By Ferd Lewis
Advertiser Columnist
When his team was passed over by the NCAA selection committee in March, University of Hawai'i Rainbow Wahine basketball coach Vince Goo had a lot to say.
Yesterday, with the release of his tentative non-conference schedule, he said it even more eloquently.
With an out-of-conference tournament lineup that features both national championship finalists, Connecticut and Oklahoma, the message is that the Wahine can't wait for their lagging Western Athletic Conference brethren to beef up schedules and power ratings.
With a holiday tournament schedules that include six NCAA Tournament teams from the past season, the point was made that the Wahine are tired of being Women's National Invitation Tournament regulars.
Four consecutive seasons without an NCAA Tournament berth the longest drought since Goo took over in 1987-88 can be a strong motivator.
When it comes to frustration, the just-completed season provided a career's worth. The Rainbow Wahine went 23-7 and finished runnerup in the WAC Tournament to Louisiana Tech but couldn't crack the list of 34 at-large invitees to the NCAA bash.
So schedule planning that was already under way got even more serious and the guest list more exclusive. "We needed to really get our tournaments as tough as we could," Goo said.
There is no doubting where the Rainbow Wahine's weakest link has been: their conference schedule. Entering the conference last season, UH had a Ratings Percentage Index (RPI) of 14. When the WAC season ended, they dropped to 44th.
Since the Wahine can't do anything about who they play in the conference where they might otherwise like to vaporize Texas-El Paso (RPI of 302), Fresno State (250) or Boise State (220) from the schedule they can and need to make it up on the non-conference side.
Enter UConn, Oklahoma, North Carolina, Nevada-Las Vegas, Texas Tech and Tennessee-Chattanooga, NCAA Tournament teams all, plus "name" schools UCLA and Kentucky.
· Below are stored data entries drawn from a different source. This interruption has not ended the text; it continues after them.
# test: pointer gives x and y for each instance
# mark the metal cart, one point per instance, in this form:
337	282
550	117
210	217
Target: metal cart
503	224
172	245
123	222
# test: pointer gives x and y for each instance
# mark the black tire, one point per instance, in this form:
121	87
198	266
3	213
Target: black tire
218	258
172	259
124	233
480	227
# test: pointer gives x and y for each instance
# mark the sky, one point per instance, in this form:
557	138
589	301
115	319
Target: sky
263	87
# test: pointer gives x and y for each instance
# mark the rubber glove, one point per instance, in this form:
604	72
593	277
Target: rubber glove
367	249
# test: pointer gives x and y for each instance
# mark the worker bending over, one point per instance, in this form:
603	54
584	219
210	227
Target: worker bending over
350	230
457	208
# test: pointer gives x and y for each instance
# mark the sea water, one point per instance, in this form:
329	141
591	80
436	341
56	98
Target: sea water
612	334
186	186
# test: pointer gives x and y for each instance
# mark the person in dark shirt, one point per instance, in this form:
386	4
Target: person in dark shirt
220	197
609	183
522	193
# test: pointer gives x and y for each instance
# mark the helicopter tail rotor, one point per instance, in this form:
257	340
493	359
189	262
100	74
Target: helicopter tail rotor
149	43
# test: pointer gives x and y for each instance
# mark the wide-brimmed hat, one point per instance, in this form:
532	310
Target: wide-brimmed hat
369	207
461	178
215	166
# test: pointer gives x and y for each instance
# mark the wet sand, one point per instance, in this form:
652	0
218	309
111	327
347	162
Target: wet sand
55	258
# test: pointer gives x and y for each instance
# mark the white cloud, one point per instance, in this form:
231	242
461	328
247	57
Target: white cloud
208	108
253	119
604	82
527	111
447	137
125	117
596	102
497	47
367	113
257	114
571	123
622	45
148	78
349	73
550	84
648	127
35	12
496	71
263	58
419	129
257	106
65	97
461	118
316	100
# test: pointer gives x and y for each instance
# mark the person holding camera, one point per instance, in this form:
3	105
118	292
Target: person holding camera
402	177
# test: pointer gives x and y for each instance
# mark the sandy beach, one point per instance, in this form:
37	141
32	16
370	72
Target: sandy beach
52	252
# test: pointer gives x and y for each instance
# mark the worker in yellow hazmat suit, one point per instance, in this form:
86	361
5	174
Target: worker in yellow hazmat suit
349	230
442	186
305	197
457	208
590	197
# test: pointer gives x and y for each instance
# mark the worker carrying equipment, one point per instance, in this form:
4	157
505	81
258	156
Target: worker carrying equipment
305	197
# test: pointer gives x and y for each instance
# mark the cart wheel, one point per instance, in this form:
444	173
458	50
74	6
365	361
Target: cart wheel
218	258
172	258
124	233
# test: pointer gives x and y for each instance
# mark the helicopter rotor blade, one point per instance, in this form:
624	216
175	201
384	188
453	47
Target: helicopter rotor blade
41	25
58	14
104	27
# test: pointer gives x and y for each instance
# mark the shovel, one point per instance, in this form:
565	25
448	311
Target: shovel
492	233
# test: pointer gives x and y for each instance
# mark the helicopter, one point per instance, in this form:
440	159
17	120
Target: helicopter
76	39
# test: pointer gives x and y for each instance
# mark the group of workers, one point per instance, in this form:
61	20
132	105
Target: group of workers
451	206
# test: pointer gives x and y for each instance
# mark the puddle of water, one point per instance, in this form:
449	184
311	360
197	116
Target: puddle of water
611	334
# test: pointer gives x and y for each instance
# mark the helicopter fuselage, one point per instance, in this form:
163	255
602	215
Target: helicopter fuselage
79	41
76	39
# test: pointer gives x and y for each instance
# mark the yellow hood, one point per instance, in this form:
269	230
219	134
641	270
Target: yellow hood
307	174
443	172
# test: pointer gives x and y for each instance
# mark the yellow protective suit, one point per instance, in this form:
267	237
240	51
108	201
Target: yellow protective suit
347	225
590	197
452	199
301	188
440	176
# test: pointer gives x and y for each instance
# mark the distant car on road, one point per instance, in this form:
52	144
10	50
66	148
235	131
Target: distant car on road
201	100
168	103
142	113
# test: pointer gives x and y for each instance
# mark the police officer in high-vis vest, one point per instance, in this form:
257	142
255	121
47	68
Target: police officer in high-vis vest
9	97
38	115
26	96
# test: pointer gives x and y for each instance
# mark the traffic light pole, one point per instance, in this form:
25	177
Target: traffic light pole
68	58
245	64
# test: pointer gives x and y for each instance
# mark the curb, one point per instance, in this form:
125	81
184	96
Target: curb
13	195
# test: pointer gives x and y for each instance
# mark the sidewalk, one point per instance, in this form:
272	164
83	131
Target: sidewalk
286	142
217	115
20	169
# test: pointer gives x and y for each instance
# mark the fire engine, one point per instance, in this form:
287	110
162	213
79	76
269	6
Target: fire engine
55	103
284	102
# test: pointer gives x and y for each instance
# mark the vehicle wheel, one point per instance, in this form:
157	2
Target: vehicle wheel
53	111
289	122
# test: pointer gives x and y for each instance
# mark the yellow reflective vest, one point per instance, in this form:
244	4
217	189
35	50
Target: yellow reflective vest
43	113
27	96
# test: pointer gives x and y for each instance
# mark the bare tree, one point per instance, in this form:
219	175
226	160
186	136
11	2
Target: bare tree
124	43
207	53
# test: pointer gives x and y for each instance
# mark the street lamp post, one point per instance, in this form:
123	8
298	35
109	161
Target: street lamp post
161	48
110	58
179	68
Booking them for the four tournaments i the Nov. 23-25 Marriott Resort Classic, the Nov. 29-Dec. 1 Rainbow Wahine Classic, the Dec. 14-15 Hawai'i Invitational and Dec. 20-21 Ala Moana Hotel Paradise Classic gets UH only a third of the way to where it needs to go.
Now, Goo needs to arrange it so that the tournament draws and a little luck allow UH to play as many of them as possible. Then, unlike last season when UH was without a victory over a Top 25 team, the Rainbow Wahine must win a fair share, too.
But pumping up the quality of the schedule is a promising first step for the Rainbow Wahine.